Chelsea FC halt stadium project blaming 'unfavourable investment climate'
Chelsea Football Club has today (31 May) announced that it has put its new stadium project on hold, blaming “the current unfavourable investment climate.”
According to the London club, no further pre-construction design and planning work will occur on the Stamford Bridge project, designed by architects Herzog & de Meuron, and no timeframe has been set for it to reconsider its decision.
The 60,000-seat stadium was granted planning permission in 2017 and had received the green light from the mayor of London, Sadiq Khan.
The striking design was inspired by the terraced brick houses around the stadium, also taking notes from the gothic architecture of Westminster Abbey. A series of ‘brick ribs’ were to have run from the outside of the stadium, up its roof and down into the interior, forming a rectangular opening above the pitch.

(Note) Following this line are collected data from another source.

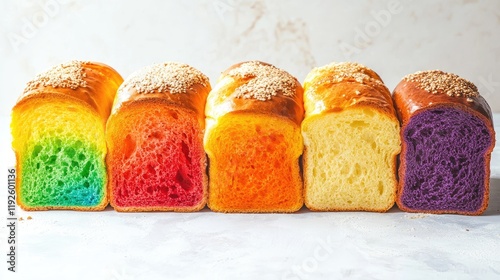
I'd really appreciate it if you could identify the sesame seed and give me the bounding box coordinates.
[403,70,479,98]
[227,61,297,101]
[122,62,209,94]
[310,62,384,86]
[24,60,88,94]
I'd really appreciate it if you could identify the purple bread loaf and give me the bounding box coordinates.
[393,70,495,215]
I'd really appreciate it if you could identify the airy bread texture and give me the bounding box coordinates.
[107,62,210,212]
[205,61,304,213]
[393,70,495,215]
[302,62,401,212]
[11,61,122,210]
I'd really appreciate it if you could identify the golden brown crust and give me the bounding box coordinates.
[205,61,304,125]
[18,61,123,123]
[306,206,391,213]
[112,62,211,126]
[207,206,303,214]
[303,62,396,120]
[112,200,206,212]
[393,77,492,126]
[393,71,495,215]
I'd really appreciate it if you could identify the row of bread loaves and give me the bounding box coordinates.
[11,60,495,215]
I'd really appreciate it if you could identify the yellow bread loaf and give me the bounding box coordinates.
[302,62,401,212]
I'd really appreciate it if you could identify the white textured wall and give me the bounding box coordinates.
[1,0,500,156]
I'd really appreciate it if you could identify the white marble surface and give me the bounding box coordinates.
[1,1,500,279]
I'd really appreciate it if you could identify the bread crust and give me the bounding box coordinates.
[393,77,495,215]
[112,79,210,127]
[205,61,304,125]
[303,66,396,120]
[17,62,123,123]
[302,62,400,212]
[393,79,493,124]
[12,61,122,211]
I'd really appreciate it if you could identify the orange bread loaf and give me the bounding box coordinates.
[11,61,122,210]
[204,61,304,213]
[106,62,210,212]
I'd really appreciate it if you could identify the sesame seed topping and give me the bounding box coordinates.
[322,62,373,75]
[122,62,209,94]
[24,60,88,94]
[311,62,384,86]
[227,61,297,101]
[403,70,479,98]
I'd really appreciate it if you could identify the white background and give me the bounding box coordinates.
[1,1,500,279]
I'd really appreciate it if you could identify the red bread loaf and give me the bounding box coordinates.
[106,62,210,212]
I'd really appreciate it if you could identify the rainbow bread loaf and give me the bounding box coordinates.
[302,62,401,212]
[11,61,122,210]
[393,70,495,215]
[106,62,210,212]
[205,61,304,213]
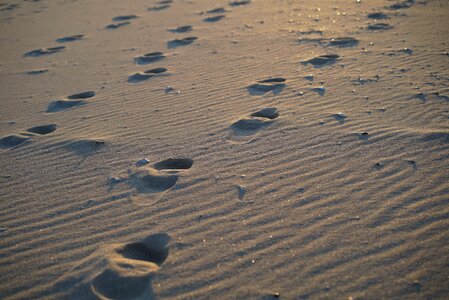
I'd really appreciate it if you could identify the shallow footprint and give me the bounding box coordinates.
[229,0,251,6]
[247,78,286,95]
[27,124,56,135]
[301,54,340,68]
[56,35,84,43]
[231,118,272,136]
[46,100,86,113]
[24,46,65,57]
[148,5,170,11]
[127,68,167,83]
[167,37,197,48]
[65,139,106,156]
[134,52,165,65]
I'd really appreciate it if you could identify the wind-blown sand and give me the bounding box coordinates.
[1,0,449,299]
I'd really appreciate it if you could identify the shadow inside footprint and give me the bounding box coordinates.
[128,68,167,83]
[112,15,138,22]
[68,91,95,99]
[27,124,56,135]
[167,37,197,48]
[56,35,84,43]
[0,135,30,149]
[203,15,225,22]
[168,25,192,33]
[301,54,340,68]
[229,0,251,6]
[105,22,130,30]
[367,23,393,30]
[148,5,170,11]
[135,52,165,65]
[153,158,194,170]
[47,100,86,113]
[24,46,65,57]
[206,7,227,14]
[368,12,389,19]
[250,107,279,119]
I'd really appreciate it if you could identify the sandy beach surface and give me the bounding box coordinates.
[1,0,449,299]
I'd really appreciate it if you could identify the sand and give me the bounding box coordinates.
[1,0,449,299]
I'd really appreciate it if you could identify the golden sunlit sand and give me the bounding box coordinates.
[1,0,448,299]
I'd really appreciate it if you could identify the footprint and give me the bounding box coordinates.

The cost of the project was initially £500m (US$664.6m, €569m) but reports in November last year said internal discussions at the club had put the figure closer to £1bn ($1.3bn, €1.1bn).
The project has faced several obstacles since it was first announced in 2015. It was threatened last year because of the possible damage it might cause to the nearby grade I-listed Brompton cemetery and its population of endangered bats, while a local family, whose house is the closest residence to the ground, later took out an injunction halting the plans under their ‘right to light’, before Hammersmith and Fulham Council intervened in January.
The latest announcement comes after Roman Abramovich, the club’s billionaire Russian owner, has experienced reported difficulties renewing his UK visa.